Unlautere Behinderung eines Mitbewerbers durch Verteilung von Handzetteln an Kunden im Bereich der Zufahrt
OLG Frankfurt a.M. 6.10.2016, 6 U 61/16Die Parteien, die jeweils Geschäfte mit zum größten Teil identischem Warenangebot betreibem, streiten über eine gezielte Behinderung im Wettbewerb. Die Geschäftsführer der Antragsgegnerin waren früher bei der Antragstellerin beschäftigt. Die Geschäftsbetriebe befinden sich in rd. 400 m Entfernung voneinander. Im Dezember 2015 verteilte ein Mitarbeiter der Antragsgegnerin auf bzw. an der Straße, an der sich der Geschäftsbetrieb der Antragstellerin befindet, Handzettel an Autofahrer, die wegen eines Rückstaus in diesem Bereich zum Teil standen. Auf den Handzetteln bewarb der Antragsgegnerin ihren Handel.
Die zunächst, der Antragsgegnerin das Verteilen von Handzetteln im Umkreis von 100 m um den Geschäftsbetrieb zu untersagen. Nach gerichtlichem Hinweis schränkte sie ihren Antrag ein.
Auf den Eilantrag der Antragstellerin untersagte das LG der Antragsgegnerin, in der Einfahrt des Geschäftsbetriebes der Antragstellerin, die die Kunden vor dem Besuch des genannten Geschäftsbetriebs der Antragstellerin passieren müssen, Handzettel für den Geschäftsbetrieb der Antragsgegnerin zu verteilen und hierbei durch gezieltes Ansprechen Kunden der Antragstellerin unter Hinweis auf das Geschäft der Antragsgegnerin abzufangen. Die Berufung der Antragsgegnerin hatte vor dem OLG keinen Erfolg.
Die Gründe:
Die Antragstellerin kann von der Antragsgegnerin gem. §§ 8 Abs.1, S. 4 Nr. 4 UWG verlangen, es zu unterlassen, im Einfahrtsbereich ihres Geschäftsbetriebes gezielt und individuell Kunden anzusprechen und Handzettel zu verteilen.
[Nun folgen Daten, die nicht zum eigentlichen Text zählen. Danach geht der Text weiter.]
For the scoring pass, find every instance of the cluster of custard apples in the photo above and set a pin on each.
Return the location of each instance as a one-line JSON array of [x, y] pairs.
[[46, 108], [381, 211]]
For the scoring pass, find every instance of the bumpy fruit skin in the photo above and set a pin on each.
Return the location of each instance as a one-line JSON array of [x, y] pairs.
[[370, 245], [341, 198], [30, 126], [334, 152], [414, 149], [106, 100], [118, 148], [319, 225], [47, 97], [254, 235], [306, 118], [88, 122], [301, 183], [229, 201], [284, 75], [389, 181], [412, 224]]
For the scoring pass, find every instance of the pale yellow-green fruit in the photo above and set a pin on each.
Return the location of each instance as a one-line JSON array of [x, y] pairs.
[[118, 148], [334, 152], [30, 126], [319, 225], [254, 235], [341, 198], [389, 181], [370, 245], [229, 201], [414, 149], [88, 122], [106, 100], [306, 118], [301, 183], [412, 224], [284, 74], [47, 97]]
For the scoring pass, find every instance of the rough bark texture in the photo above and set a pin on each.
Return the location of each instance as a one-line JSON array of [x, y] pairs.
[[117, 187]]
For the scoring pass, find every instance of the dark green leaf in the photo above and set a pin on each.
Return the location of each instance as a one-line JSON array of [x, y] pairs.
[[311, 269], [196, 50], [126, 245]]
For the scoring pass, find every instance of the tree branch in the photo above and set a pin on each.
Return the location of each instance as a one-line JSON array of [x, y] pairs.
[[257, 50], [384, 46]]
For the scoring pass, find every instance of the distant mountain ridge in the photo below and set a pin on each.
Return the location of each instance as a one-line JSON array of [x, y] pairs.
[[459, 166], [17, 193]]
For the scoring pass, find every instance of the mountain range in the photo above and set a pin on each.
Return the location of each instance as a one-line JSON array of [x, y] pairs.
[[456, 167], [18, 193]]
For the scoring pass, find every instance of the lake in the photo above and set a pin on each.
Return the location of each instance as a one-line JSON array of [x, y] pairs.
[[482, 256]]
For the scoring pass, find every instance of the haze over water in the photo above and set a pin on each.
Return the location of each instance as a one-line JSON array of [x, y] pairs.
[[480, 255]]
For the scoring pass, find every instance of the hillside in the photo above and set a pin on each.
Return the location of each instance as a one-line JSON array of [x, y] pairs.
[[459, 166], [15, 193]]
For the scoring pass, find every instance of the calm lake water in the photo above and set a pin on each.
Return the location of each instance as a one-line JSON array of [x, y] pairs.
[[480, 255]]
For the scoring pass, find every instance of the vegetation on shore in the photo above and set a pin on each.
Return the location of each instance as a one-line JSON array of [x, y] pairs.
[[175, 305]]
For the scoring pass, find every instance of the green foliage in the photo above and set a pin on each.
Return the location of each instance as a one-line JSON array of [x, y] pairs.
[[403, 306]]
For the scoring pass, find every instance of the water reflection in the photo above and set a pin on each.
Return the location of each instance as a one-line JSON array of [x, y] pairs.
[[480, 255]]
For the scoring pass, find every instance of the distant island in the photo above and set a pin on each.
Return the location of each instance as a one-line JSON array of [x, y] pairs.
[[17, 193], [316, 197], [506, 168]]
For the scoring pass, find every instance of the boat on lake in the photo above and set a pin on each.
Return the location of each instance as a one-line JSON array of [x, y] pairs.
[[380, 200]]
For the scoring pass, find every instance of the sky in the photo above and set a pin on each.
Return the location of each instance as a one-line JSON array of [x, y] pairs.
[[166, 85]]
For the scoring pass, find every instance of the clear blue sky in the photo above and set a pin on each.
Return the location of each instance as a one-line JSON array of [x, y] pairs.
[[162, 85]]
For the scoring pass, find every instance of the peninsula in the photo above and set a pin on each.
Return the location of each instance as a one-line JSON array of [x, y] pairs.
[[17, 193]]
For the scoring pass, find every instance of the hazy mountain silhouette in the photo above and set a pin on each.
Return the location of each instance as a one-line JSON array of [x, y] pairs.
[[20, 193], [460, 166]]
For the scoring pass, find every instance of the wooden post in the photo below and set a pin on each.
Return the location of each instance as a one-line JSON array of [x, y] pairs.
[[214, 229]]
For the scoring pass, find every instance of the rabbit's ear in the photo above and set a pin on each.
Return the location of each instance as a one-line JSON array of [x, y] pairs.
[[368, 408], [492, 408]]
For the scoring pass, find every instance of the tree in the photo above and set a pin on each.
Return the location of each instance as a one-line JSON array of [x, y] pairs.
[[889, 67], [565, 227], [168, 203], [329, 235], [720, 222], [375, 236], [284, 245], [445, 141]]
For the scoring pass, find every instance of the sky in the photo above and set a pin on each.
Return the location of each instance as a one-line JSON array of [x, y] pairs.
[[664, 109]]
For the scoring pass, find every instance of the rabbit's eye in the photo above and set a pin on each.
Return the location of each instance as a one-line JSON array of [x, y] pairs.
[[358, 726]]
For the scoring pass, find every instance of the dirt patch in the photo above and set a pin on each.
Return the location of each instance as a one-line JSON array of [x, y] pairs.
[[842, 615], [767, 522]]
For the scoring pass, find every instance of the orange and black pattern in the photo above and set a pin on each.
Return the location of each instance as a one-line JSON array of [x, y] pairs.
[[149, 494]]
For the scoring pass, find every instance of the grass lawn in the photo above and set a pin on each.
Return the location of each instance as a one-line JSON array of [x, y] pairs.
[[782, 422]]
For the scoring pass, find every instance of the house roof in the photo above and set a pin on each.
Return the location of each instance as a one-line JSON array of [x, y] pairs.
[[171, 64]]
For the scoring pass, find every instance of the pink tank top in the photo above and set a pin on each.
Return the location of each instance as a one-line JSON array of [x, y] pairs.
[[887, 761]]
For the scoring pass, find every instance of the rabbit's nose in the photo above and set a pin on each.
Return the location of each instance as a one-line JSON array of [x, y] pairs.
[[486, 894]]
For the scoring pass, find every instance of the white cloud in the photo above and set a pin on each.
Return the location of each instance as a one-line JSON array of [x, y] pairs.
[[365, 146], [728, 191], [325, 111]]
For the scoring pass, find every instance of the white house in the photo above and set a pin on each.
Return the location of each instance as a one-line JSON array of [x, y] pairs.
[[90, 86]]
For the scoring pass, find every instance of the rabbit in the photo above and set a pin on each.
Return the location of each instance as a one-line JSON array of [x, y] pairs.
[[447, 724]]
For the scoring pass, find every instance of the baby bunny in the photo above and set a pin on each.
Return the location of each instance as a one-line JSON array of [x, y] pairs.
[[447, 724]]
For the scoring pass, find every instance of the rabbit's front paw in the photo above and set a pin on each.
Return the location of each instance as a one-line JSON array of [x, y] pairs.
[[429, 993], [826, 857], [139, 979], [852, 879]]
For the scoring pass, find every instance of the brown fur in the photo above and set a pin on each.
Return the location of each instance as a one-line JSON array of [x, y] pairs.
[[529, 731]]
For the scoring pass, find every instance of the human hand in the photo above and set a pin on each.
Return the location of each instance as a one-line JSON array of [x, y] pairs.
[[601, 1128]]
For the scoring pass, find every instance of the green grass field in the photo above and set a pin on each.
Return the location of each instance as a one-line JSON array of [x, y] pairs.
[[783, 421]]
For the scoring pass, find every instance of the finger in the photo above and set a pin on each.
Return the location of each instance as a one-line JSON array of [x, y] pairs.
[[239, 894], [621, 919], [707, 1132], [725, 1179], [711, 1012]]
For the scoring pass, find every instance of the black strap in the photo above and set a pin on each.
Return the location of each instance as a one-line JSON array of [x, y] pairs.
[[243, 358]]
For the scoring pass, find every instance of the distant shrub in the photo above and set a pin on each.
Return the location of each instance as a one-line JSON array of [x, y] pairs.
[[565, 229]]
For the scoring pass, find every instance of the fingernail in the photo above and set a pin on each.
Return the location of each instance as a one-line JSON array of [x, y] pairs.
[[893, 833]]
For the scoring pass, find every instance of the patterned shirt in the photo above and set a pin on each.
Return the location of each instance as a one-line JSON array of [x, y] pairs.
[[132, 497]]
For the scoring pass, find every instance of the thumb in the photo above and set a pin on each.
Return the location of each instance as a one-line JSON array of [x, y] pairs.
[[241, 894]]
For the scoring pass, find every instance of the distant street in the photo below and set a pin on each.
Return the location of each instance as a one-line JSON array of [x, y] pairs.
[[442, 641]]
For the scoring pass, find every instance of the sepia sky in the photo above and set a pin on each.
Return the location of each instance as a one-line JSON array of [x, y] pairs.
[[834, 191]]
Das Abwerben von Kunden gehört zum Wesen des Wettbewerbs und kann nur unter besonderen Umständen als unlauter angesehen werden. Ein unlauteres Abfangen von Kunden liegt nach ständiger Rechtsprechung des BGH nur dann vor, wenn sich der Werbende gewissermaßen zwischen den Mitbewerber und dessen Kunden stellt, um diesem eine Änderung seines Kaufentschlusses aufzudrängen. Es bedarf einer unangemessenen Einwirkung auf Kunden, die dem Mitbewerber bereits zuzurechnen sind.
Die Antragsgegnerin hat Verbraucher angesprochen, die auf dem Weg zum Geschäft der Antragstellerin waren und damit als ihre Kunden anzusehen waren. Der Begriff des zum Kauf entschlossenen Kunden darf nicht zu eng verstanden werden. Auch vorgelagerte geschäftliche Entscheidungen, wie das Betreten eines Geschäftslokals werden erfasst. Der Mitarbeiter der Antragsgegnerin hat Passanten auf dem Zufahrtsweg zum Geschäft der Antragstellerin angesprochen. Unerheblich ist, dass an diesem Weg noch weitere Betriebe, etwa eine Schule und ein Studio, angesiedelt sind. Trotzdem erreichte die Antragsgegnerin auf diese Weise nahezu sämtliche Kunden, die auf dem Weg zur Antragstellerin waren. Die Aktion zielte offensichtlich auch gerade darauf ab.
Es liegt eine unangemessene Einwirkung vor. Das Verteilen von Handzetteln in unmittelbarer Nähe zum Mitbewerber reicht für sich genommen zwar nicht aus. Es ist wettbewerbskonform, wenn Kunden die Möglichkeit gegeben wird, sich über ein alternatives Angebot zu informieren. Die Unangemessenheit der Mittel ist aber u.a. dann zu bejahen, wenn die potenziellen Kunden i.S.d. § 7 UWG unzumutbar belästigt werden. Davon ist nach den Gesamtumständen im vorliegenden Fall auszugehen.
Die Grenze zur Unzumutbarkeit wurde hier schon dadurch überschritten, dass der Werbende an Autos herantrat, deren Fahrer und Beifahrer sich aufgrund der Verkehrslage dem Ansprechen und der Zettelverteilung nicht ohne weiteres entziehen konnten. Teilweise hatte sich eine Fahrzeugschlange gebildet, die die Fahrzeuge zum Stehenbleiben oder Langsamfahren zwang. In einer derartigen Situation ist es schwierig dem Werbenden auszuweichen. Es liegt nahe, dass viele Autofahrer den Handzettel allein deshalb entgegennehmen, um nicht unhöflich zu erscheinen. Das Verhalten der Antragsgegnerin stellt sich demnach als unzumutbare Belästigung der Kunden der Antragstellerin dar. Die Antragstellerin wurde dadurch gezielt behindert.